Scientists in Germany and Israel have made a major breakthrough that could lead to human sperm being grown in the laboratory, the website The Telegraph is reporting.
The scientists have grown mouse sperm from a few cells in a laboratory dish, a development that opens up the possibility of infertile men being able to father their own children rather than using donor sperm.
The scientists, headed by Prof. Stefan Schlatt, at Muenster University in Germany, grew the sperm by using germ cells. These are the cells in testicles that are responsible for sperm production. The sperm was grown by surrounding the germ cells in a special compound called agar jelly to create an environment similar to that found in testicles.
Prof. Mahmoud Huleihel, who also grew the sperm at Israel's Ben Gurion University, said: "I believe it will eventually be possible to routinely grow human male sperm to order by extracting tissue containing germ cells from a man's testicle and stimulating sperm production in the laboratory."
The findings of the sperm trial have been revealed in a major scientific journal published by Nature.

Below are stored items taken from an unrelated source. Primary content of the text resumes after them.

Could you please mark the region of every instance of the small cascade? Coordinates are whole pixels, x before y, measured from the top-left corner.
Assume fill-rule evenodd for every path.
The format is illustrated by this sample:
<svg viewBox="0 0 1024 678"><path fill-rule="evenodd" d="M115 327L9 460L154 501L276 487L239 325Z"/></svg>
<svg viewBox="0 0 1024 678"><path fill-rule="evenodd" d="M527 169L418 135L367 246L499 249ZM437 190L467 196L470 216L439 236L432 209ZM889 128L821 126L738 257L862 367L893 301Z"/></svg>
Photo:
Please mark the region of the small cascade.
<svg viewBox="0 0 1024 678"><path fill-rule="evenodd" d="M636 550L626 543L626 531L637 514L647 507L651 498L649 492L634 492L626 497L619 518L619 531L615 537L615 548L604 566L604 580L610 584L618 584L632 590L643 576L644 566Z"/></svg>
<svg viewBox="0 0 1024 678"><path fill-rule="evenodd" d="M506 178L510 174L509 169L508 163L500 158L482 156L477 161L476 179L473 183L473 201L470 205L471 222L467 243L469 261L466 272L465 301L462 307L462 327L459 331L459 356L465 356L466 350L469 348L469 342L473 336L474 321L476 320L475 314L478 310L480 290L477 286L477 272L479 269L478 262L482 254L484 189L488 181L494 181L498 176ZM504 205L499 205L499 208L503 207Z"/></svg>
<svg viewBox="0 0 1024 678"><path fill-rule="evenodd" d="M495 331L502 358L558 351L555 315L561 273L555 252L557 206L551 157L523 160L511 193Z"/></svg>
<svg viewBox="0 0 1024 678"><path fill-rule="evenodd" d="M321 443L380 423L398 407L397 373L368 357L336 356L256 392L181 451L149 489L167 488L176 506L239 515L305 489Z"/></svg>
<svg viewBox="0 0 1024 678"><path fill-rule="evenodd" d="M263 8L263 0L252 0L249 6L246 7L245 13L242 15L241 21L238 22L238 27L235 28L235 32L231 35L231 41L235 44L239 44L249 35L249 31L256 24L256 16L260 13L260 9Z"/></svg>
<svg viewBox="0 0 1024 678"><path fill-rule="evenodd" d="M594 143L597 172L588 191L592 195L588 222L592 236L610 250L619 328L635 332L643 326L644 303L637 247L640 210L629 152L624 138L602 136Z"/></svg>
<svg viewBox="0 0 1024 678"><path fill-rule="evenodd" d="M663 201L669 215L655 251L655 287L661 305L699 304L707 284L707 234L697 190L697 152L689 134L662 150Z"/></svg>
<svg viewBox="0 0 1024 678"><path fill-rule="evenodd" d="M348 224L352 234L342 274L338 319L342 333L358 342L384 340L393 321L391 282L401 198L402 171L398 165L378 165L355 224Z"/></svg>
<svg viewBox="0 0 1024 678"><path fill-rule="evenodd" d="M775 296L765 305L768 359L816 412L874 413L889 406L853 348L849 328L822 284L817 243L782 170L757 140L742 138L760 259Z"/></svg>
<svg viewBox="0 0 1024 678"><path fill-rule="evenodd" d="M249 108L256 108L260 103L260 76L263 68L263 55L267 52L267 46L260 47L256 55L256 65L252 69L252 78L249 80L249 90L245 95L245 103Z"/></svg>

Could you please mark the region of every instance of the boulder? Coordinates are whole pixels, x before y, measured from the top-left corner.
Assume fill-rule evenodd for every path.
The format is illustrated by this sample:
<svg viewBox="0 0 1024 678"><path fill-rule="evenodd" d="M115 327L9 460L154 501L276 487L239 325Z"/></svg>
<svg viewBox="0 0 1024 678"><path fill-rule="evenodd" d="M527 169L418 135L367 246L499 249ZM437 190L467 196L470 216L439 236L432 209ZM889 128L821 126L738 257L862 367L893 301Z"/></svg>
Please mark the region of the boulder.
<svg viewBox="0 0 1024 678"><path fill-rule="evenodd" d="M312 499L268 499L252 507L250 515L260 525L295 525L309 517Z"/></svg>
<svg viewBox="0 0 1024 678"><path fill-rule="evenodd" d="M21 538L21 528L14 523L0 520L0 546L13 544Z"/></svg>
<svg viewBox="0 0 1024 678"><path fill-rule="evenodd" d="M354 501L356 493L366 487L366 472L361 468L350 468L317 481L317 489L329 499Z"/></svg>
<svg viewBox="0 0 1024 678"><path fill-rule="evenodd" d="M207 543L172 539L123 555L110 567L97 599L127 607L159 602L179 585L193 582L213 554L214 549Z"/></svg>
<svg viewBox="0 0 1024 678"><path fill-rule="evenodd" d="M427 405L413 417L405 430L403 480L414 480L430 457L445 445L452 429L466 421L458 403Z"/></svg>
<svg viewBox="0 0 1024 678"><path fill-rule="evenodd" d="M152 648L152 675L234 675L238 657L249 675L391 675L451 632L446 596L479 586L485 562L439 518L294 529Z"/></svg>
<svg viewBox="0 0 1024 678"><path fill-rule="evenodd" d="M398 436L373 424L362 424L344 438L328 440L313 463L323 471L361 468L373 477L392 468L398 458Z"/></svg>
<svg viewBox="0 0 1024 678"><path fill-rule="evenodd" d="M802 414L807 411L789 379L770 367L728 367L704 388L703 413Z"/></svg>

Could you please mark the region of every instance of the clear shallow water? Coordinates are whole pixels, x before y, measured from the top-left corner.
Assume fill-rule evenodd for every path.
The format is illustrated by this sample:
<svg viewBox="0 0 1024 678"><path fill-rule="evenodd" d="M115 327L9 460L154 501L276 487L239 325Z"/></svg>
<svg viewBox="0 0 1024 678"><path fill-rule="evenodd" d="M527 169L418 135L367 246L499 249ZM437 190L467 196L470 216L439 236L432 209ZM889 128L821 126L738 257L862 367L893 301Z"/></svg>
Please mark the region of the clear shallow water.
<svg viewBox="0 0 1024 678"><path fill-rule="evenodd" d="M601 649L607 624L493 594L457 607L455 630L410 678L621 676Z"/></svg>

Now the scientists have begun experiments that will hopefully lead to the Holy Grail - human sperm grown outside a man's body.
Stephen Gordon, a leading NHS male infertility consultant, said, "This is an amazing development that could revolutionize fertility treatment and allow every man to be a natural father.
"Infertile men naturally want to be the father of their child but at present have to accept that can't happen,” Prof. Richard Sharpe, one of the United Kingdom’s leading fertility scientists, who hopes to work on the project, said. “With the mouse discovery, that could now be a possibility. This is a significant step forward towards making human sperm."
The problem of male infertility has grown over the past 50 years amid a huge decrease in sperm counts in men.